My question: Should I implement this method in my application? Are there other open source applications that have gone down this route that I can compare database designs with (esp using php/MySQL)? I anyone else pursuing these kind of truly secure, but really inconvenient feature sets? Is there another database security model that is more popular and modern that I have missed? Was database translucency a fad or a legitimate database design method that I should embrace? While I always appreciate discussion I would prefer objective answers that I can leverage in my design.

So, I've been looking at something similar to this recently, and hit upon the same issue. The solution I'm considering implementing is as follows:
Upon registration, create a unique, secure (long) key for the user and use this to encrypt their data.
Encrypt this key with the user's password using e.g. AES and store it in the database.
At this point, you're still in the situation where if the user forgets their password, they've had it.
Create a public/private key pair representing your organisation, and store the public key on the server.
Split the private portion of the key into several components and give each to people (e.g. directors of your company) who have a significant stake (preferably financial) in the continued success of your company. Do this such that any two, or any three people can get together and restore the full private key when required.
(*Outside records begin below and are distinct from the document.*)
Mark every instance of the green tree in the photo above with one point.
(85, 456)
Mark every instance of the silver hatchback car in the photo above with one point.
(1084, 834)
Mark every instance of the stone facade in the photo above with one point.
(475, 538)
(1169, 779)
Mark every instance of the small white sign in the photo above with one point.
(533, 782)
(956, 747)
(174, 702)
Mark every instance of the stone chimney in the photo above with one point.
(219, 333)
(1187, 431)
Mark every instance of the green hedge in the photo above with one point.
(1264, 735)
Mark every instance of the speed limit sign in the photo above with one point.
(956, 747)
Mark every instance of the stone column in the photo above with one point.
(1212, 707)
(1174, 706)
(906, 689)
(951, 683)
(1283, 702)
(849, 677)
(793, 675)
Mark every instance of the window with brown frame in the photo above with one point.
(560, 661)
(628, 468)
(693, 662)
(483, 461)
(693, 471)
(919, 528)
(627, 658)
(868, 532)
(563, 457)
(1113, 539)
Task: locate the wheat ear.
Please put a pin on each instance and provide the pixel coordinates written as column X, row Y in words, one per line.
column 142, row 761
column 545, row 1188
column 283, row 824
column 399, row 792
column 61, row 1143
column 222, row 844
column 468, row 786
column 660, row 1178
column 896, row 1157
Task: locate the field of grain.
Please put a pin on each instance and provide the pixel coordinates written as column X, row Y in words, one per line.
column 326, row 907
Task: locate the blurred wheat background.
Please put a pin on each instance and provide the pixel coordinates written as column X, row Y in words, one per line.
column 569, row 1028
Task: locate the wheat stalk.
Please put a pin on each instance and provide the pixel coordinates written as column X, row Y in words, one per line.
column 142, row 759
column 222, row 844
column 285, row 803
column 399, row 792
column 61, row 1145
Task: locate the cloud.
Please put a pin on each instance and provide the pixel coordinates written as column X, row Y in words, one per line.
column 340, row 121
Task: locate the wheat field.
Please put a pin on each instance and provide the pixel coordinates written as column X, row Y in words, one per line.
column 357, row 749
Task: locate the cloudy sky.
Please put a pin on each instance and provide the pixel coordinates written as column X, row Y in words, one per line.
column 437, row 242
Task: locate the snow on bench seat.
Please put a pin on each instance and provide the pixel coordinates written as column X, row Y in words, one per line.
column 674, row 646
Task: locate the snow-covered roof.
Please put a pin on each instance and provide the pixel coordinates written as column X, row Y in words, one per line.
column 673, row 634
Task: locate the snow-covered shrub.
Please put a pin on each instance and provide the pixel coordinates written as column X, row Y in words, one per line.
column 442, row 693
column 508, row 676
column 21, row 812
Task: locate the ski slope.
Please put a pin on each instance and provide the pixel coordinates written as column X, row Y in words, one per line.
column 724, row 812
Encrypt each person's key with their own password.
When a user registers, as well as encrypting their key with their password, encrypt it with the organisational public key and store it somewhere.
Create a password reset form which records a request to reset the password of a user, along with some proof that the user is who they say they are (e.g. challenge/response).
Record these reset requests (optionally encrypted using the public key again) in the database.
Once per hour/day/week/month, get the requisite key-holders together, and use their combined keys to process the accrued reset requests, decrypting the keys of users who successfully proved they are who they say they are.
There are lots of challenges and considerations in this. I've got a few thoughts on most of these, but would be interested in others opinions too:
How to split the key safely between multiple people so that no one person can decrypt the stored keys.
How to minimise the number of keys that would be exposed if the 'master keys' genuinely fell into the wrong hands.
How to make sure that if (heaven forbid) your key-holders lost their keys, then (a) there's no risk of exposure of the data, and (b) there's no risk that suddenly the ability to reset passwords is lost forever.
How to successfully validate that someone really is who they say they are without making this a glaring hole in your whole security approach.
Anything you implement in this area WILL reduce the security of the translucent database approach, without a doubt, but this may be a worthwhile compromise depending on the nature of your data.

Should I implement this method in my application?
Well like other things in life, there is a trade off :) It's probably more secure but harder to built.
Are there other open source applications that have gone down this route that I can compare database designs with (esp using php/MySQL)?
Don't know, I guess the tools are there to do it yourself :)
Is anyone else pursuing these kind of truly secure, but really inconvenient feature sets?
Yes, but it seems like it's still in an immature state, like your problem you describe concerning lost passwords.
Is there another database security model that is more popular and modern that I have missed?
Basically there are two kinds of database connections. One option gives users a real database account, the other is to use single sign-on to the database. Prior to the web coming along, there were proponents of both models in the client/server world, but amongst web developers the single sign-on method is leading.
Was database translucency a fad or a legitimate database design method that I should embrace?
Don't think so, the UNIX password database, for instance, is a great example of a basic translucent database ;)
here something to read link text

Re: translucent databases. You could, I suppose, use fingerprints. What about burn victims, or people who end up losing their fingerprints? Oops. Is it worth that small percentage of users?
Familiarize yourself with HIPAA, especially when it comes to technology.
Remember that no system is truly secure, except Skynet*, and look what happened with that! Humans are in charge. When you work in a medical company, you sign an NDA indicating that you won't release any of the information you learn as part of your duties because it is confidential.
There will be someone to reset people's passwords. That's the way it is, because not everyone is technologically competent, and that's the way it stays for now.
You only have to implement security as well as HIPAA says.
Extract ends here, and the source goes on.